Markets are betting on a downturn. Treasury yields are up, and investors are expecting multiple rate cuts from the Fed this year. But here’s the twist:

Fed Chair Jerome Powell isn’t committing to anything yet. His latest message: “We’re waiting on more data.”

That makes sense—on one hand, we’ve got stubborn inflation; on the other, we’ve got slowing growth and volatile trade.

🚧 Construction and Manufacturing: Feeling the Pressure

  • Construction spending saw a small bump in February—mostly from residential upgrades—but new architecture projects are drying up.

  • Manufacturing is clearly in contraction mode, with the ISM index dropping to 49 and orders falling sharply.

  • Tariff confusion is now translating into supply chain delays, shortages, and rising input prices—especially for critical materials like germanium and lumber.

🧊 Labor Market: Frozen But Not Broken

The job market remains strong… for now:

  • 228,000 jobs added in March, led by healthcare and retail.

  • But federal layoffs are climbing—especially from Trump/Musk’s push to slash government jobs.

  • Wages are growing at their slowest rate in nearly a year.

And business leaders? They’re cautious. Hiring is stalling, and many are in wait-and-see mode.

🚗 Auto Sales: A Surge Before the Storm?

Car sales boomed in March—17.77 million units sold, as buyers tried to beat the tariff-induced price hikes. But don’t expect that to last. Higher sticker prices are coming, and with them, likely a pullback in consumer demand.

👀 What to Watch This Week

  • Inflation Reports: Coming Thursday and Friday. We’re expecting modest numbers now, but with tariffs in play, this lull may not last.

  • Small Business Sentiment: The NFIB Index will drop Tuesday.
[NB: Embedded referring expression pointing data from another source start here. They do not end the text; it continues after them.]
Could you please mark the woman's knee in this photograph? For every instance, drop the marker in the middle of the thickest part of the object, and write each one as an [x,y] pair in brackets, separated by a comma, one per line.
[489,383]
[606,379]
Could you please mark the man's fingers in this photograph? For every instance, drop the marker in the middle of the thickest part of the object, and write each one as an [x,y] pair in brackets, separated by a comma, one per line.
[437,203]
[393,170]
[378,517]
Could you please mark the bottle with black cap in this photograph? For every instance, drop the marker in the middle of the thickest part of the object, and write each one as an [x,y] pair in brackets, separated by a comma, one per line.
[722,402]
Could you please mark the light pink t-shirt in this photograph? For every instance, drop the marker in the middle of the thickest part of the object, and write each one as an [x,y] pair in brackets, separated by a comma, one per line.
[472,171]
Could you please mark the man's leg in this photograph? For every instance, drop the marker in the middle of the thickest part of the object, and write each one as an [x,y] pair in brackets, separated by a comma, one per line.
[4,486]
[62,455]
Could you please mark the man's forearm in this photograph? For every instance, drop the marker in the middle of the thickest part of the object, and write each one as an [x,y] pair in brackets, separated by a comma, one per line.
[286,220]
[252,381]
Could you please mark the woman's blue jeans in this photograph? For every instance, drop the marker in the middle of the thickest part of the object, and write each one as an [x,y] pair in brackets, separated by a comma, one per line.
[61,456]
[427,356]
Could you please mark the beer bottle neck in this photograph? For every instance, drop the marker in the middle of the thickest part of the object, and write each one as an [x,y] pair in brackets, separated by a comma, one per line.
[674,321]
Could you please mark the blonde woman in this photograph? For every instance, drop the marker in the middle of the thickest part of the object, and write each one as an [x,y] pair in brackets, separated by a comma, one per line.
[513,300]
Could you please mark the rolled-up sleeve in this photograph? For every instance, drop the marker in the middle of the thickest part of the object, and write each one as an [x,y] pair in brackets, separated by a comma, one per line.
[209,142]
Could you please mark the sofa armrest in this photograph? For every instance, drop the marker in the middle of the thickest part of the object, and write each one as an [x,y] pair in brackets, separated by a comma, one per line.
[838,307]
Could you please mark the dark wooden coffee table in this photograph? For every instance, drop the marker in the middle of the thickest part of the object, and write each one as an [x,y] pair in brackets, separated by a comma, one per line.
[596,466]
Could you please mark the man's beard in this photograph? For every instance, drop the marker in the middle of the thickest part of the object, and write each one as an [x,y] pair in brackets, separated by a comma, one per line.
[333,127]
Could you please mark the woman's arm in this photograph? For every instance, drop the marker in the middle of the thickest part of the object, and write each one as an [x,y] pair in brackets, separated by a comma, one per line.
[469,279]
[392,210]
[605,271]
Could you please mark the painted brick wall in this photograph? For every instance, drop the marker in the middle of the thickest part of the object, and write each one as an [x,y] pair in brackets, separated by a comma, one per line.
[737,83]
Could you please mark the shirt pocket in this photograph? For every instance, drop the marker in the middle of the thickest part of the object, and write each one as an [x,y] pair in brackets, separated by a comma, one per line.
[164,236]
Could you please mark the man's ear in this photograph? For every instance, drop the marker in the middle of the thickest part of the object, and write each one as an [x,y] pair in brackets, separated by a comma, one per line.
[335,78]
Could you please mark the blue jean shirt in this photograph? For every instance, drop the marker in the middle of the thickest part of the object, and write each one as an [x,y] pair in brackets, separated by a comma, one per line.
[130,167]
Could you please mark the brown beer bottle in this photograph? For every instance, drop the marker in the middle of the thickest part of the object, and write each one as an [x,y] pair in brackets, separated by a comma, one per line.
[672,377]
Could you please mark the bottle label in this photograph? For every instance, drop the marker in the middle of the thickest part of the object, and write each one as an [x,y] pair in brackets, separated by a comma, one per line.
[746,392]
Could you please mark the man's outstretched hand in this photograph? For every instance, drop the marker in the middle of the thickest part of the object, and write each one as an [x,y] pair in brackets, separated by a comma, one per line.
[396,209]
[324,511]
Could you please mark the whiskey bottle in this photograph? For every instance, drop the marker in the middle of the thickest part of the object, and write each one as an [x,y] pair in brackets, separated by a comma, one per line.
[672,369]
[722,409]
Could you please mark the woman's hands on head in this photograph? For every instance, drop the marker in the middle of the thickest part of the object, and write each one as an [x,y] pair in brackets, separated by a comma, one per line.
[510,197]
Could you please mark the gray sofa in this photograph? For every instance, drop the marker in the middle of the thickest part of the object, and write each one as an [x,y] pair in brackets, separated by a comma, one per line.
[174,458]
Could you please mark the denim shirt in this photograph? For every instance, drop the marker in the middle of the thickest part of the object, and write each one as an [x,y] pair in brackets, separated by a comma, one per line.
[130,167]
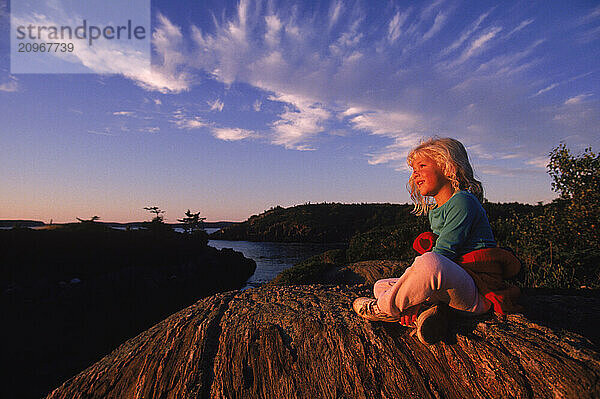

Spoiler: Confidence is slipping as uncertainty rises.

💡 Big Picture: What Now?

This isn’t just about trade policy—it’s about economic direction. The combination of higher import costs, retaliatory global measures, and uncertain monetary policy has thrown a wrench in the gears. And while some sectors are holding steady, many are bracing for impact.

The next few weeks will tell us a lot. Will tariffs stick? Will inflation return? And most importantly—how will the Fed respond?